For customers carrying a balance, the financial impact is tangible. On every £1,000 of outstanding debt, the rate increase could translate to roughly £45 more in interest charges per year, a meaningful addition to monthly bills for anyone who doesn’t clear their balance in full each month. Those on 0% introductory offers, however, are protected; the banks have confirmed promotional rates will remain in place until their originally scheduled end dates.
What the Banks Are Saying
A spokesperson for Lloyds Banking Group told reporters: “We regularly review credit card interest rates to ensure they reflect how customers are using their account and their current financial circumstances. This is part of our responsible lending approach.” The group added that while some customers will see an increase, others will actually receive a decrease, framing the adjustments as a personalized, not universal, change.

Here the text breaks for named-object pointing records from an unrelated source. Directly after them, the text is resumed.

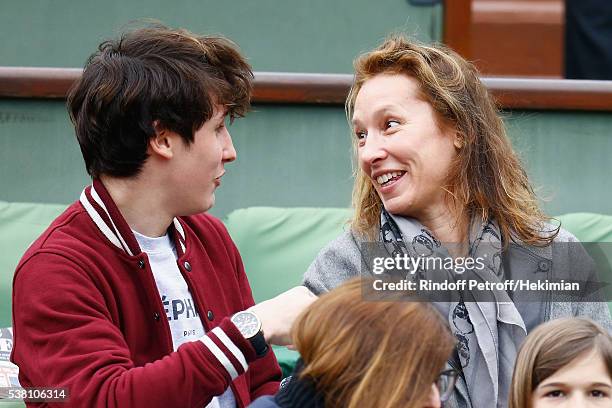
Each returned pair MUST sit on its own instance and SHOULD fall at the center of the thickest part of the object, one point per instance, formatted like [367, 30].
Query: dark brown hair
[486, 179]
[361, 353]
[552, 346]
[153, 74]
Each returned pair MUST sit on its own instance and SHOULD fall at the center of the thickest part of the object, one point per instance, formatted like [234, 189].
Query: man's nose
[229, 152]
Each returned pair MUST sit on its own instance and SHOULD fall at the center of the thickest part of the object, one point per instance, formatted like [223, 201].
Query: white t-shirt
[181, 312]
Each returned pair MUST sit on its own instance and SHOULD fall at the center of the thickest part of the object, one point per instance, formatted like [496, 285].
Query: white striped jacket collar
[106, 216]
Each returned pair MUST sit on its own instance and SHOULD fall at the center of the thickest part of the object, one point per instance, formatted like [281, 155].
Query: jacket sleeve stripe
[98, 200]
[216, 351]
[231, 346]
[99, 222]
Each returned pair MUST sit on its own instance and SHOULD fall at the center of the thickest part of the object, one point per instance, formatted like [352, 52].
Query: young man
[133, 296]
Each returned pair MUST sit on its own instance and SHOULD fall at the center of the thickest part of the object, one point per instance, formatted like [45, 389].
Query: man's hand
[278, 314]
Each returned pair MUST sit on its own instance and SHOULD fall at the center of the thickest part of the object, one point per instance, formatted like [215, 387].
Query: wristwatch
[249, 326]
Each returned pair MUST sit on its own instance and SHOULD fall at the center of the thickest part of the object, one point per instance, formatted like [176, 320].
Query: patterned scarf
[488, 333]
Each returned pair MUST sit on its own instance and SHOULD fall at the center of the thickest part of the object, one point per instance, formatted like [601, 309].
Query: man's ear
[163, 142]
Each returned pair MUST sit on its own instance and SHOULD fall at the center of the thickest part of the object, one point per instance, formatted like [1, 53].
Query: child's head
[373, 353]
[564, 363]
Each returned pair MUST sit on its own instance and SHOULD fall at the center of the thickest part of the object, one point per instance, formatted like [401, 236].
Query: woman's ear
[458, 140]
[162, 142]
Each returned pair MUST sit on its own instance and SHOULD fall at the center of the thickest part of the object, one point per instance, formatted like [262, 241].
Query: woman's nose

The banks have been careful to note that customers unhappy with the new rates do have an option. Those wishing to avoid the increase can contact their bank to discuss alternatives, including continuing to repay any existing balance at the current rate.
A Little-Known Escape Clause
What many customers may not be aware of is a regulatory safeguard built into FCA rules: if a bank notifies you of an interest rate increase, you are entitled to reject it. According to the terms of this protection, customers typically have 60 days from the date of notice to opt out. The catch is that doing so will result in the account being closed, meaning no further spending or cash withdrawals.
Crucially, though, opting out does not mean the full balance becomes immediately repayable. Customers can continue paying down what they owe at the existing, lower rate until the balance is cleared, a meaningful distinction for those carrying significant debt.
For those unable to pay their balance in full each month, financial experts recommend at minimum meeting the monthly minimum repayment, which helps protect credit scores and avoids additional fees. Another option worth considering, according to consumer finance sources, is shifting outstanding debt to a balance transfer credit card.
These products typically charge no interest on transferred sums for a set period, currently up to 32 months at 0% from providers including Barclaycard, Virgin Money, and Tesco Bank, with transfer fees ranging between 3.15% and 3.45%. HSBC is offering up to 35 months at 0% with a 3.45% fee.
Customers seeking free debt advice can contact Citizens Advice, StepChange, or National Debtline, all of which offer guidance without charge. Experts caution against turning to claims management firms, which often charge substantial upfront fees for services available elsewhere at no cost.